Selecting Words of Hope and Compassion

By 11/13/2019Sin categoría

By Barbara Braver

If I had followed my first instincts this morning, I would have arisen and then closeted myself in one room with a lot of books written by people who had wise things to say to me.  I would spend every moment of the day with these wise people, and maybe a box of chocolates.  My chosen friends would companion and console me in the midst of what I can only think of as some sort of dissolution of civil society as I have known it.  How could I think otherwise after only 10 minutes of checking out what the word of the world is this morning.  Right now, it is mass shootings and war and disease and plastic-filled oceans heating and ice melting and drug overdoses and incarcerated children and and and….

Closer to home there is my dear friend Julie and her as-yet undiagnosed stomach problems.  There is Caroline who has a sense that her marriage of 20 years is at a dead end.  And Sam, who is out of work, yet again, and the accompanying financial worries. I don’t have to look far to see suffering.

Given all this how am I to move into this new morning?  If I took a poll of my various parts – body, mind and spirit – I suspect the vote would either be to go back to bed and hope for sleep or into the room with the books and the chocolates … Of course, I would have to get up eventually and when I did the world would look pretty much the same.  That is a distressing prospect, especially because I would emerge from my solitary room feeling sorry about using my precious life that way, to say nothing of all those chocolates.

 

And, here is the bigger question. How can I be of any help at all in the midst of this?  Oh, I do have some thoughts bubbling up through the miasma.  I could begin by calling Julie to see how she is doing with her various dietary issues… eating only applesauce and bananas until the doctors can get a better sense of why her stomach is in conflict with the rest of her body.  Perhaps I could offer an encouraging word or just listen. Friendship and community offer hope.  And just that shred of hope, of having accomplished something small and done one good thing, could help me to move, with grace and grit, away from being totally disempowered in the midst of global agony.

 

I pause, and breathe, and hear another word, a very different Word from all of the tragic words that daily describe the torn and pain-filled community we inhabit. The biblical book of Deuteronomy is quite explicit about that.   “…the word is very near to you; it is in your mouth and in your heart for you to observe.” I believe that.  The word has been implanted in my heart by the love at the center of the Universe, the Love which I name as God, but call it what you will. I move to that loving Word praying it will open my heart such that I may live in this world, full of both joy and suffering, showing some trace of the Divine compassion.

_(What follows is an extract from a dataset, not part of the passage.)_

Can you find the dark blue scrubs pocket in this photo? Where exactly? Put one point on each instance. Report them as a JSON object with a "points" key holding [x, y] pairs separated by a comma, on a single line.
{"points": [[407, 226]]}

Tomorrow is another new day and I may go through this again, but I pray I will be informed by observing the Word I have received today.  And so, I begin – yet again…

And now, I will call Julie.

Barbara Braver grew up in Pittsburgh, Pennsylvania where at age 12 she started a one-page weekly newspaper called Neighborhood News.  It lasted for a full summer, to the amusement of several indulgent neighbors. This was the beginning of the writing life. After college graduation she moved to the Boston area, drawn by romantic notions of Emerson, Thoreau and Louisa May Alcott. Though this might have been an insubstantial motive, she has never been disappointed. For most of her professional life, she worked for the Episcopal Church, including 18 years serving as the communication assistant for the Episcopal Church’s leader. Since retirement she continues writing, editing and leading retreats.